I suppose you are talking about a VCDX-DCV application.
This could also be fictionary so don't see specific limit in both scenarios.
The main (possible) issue with redesign (or fictionary) projects is that you may not know really deep, or you can make some mistakes (like inconsistence across the documents).
I think that a redesign scenario would be really hard to face... You will have to work with a lot of assumptions from the previous design if you don't have access to the original requirements and design decisions. It may also cause you troubles when you have to justify your new decisions.
Take a look at the VCDX-DCV Blueprint. This is what your design will be marked against and you need to ensure that what you submit and ultimately defend meets all the criteria set out in this document.

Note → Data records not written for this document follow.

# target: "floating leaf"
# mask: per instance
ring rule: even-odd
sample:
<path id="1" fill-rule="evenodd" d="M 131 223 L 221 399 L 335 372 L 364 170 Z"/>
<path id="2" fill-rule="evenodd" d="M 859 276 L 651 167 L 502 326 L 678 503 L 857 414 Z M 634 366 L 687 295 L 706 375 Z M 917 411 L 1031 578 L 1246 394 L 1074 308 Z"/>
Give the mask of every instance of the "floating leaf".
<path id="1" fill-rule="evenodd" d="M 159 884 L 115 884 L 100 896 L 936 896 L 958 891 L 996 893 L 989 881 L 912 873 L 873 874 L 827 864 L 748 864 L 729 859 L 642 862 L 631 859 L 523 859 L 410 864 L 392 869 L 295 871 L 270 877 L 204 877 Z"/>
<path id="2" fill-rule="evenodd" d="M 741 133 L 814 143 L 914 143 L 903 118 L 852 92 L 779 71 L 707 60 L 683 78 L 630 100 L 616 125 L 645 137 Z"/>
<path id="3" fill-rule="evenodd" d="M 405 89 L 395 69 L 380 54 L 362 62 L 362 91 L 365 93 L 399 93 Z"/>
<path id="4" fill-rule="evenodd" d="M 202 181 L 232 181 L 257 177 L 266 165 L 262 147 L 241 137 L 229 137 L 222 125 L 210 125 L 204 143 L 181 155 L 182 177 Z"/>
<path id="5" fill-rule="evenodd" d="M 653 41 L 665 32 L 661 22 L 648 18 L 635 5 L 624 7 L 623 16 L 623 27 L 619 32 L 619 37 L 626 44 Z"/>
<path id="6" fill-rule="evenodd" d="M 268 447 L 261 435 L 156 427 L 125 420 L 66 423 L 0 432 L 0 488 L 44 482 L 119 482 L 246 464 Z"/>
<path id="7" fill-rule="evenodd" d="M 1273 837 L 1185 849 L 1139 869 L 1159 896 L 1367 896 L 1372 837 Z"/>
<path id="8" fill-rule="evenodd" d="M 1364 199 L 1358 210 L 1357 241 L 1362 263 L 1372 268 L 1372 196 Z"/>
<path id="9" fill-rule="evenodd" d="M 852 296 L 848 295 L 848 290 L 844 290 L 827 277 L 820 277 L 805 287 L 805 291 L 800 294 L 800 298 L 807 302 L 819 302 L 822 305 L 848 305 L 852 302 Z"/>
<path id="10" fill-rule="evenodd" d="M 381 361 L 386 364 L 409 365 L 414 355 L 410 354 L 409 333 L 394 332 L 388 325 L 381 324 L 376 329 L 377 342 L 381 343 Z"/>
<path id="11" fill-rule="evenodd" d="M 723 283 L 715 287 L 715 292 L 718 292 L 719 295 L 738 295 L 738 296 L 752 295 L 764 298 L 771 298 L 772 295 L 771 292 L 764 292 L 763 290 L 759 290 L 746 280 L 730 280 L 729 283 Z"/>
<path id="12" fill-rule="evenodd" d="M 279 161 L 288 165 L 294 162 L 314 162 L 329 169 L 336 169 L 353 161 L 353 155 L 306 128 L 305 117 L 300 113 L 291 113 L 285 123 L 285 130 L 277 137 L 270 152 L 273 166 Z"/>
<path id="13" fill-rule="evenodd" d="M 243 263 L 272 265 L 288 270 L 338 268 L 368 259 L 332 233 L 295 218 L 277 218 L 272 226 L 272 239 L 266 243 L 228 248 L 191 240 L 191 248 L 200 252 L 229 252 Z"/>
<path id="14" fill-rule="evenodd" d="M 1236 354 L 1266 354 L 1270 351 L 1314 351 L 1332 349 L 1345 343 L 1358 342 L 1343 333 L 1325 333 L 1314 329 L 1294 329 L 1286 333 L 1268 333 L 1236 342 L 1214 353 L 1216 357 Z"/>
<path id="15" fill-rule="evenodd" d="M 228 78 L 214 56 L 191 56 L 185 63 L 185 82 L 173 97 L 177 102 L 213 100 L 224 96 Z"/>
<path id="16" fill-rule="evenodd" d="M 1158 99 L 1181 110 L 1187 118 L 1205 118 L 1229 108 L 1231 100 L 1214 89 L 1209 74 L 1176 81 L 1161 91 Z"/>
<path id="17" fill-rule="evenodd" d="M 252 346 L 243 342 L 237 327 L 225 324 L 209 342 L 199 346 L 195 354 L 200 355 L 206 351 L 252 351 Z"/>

I agree that you may not have the insight into the existing network/storage infrastructure to answer low-level questioning about it, which you will of course have to do.
I have to agree with Martin. Look at the blueprint and see which design aligns with it best. I did a brownfield upgrade and redesign with mine and it went great. But it was 100% about aligning with the blueprint not the complexity of the design.
Thanks for all your comments. I'm currently going with the redesign scenario, and aiming for implementing the new design at the same time as the customer is changing to new production hosts in early 2015. At the same time, I'll merge their Prod and Test/dev environments to make better use of the hardware (less 2-node clusters), since lowering TCO is the top requirement.
At the same time, I will clarify the customer's requirements and constraints and redo any old design decisions if I find they are not fulfilling the requirements.
I will study the VCDX-DCV Blueprint closely and make sure I cover everything there.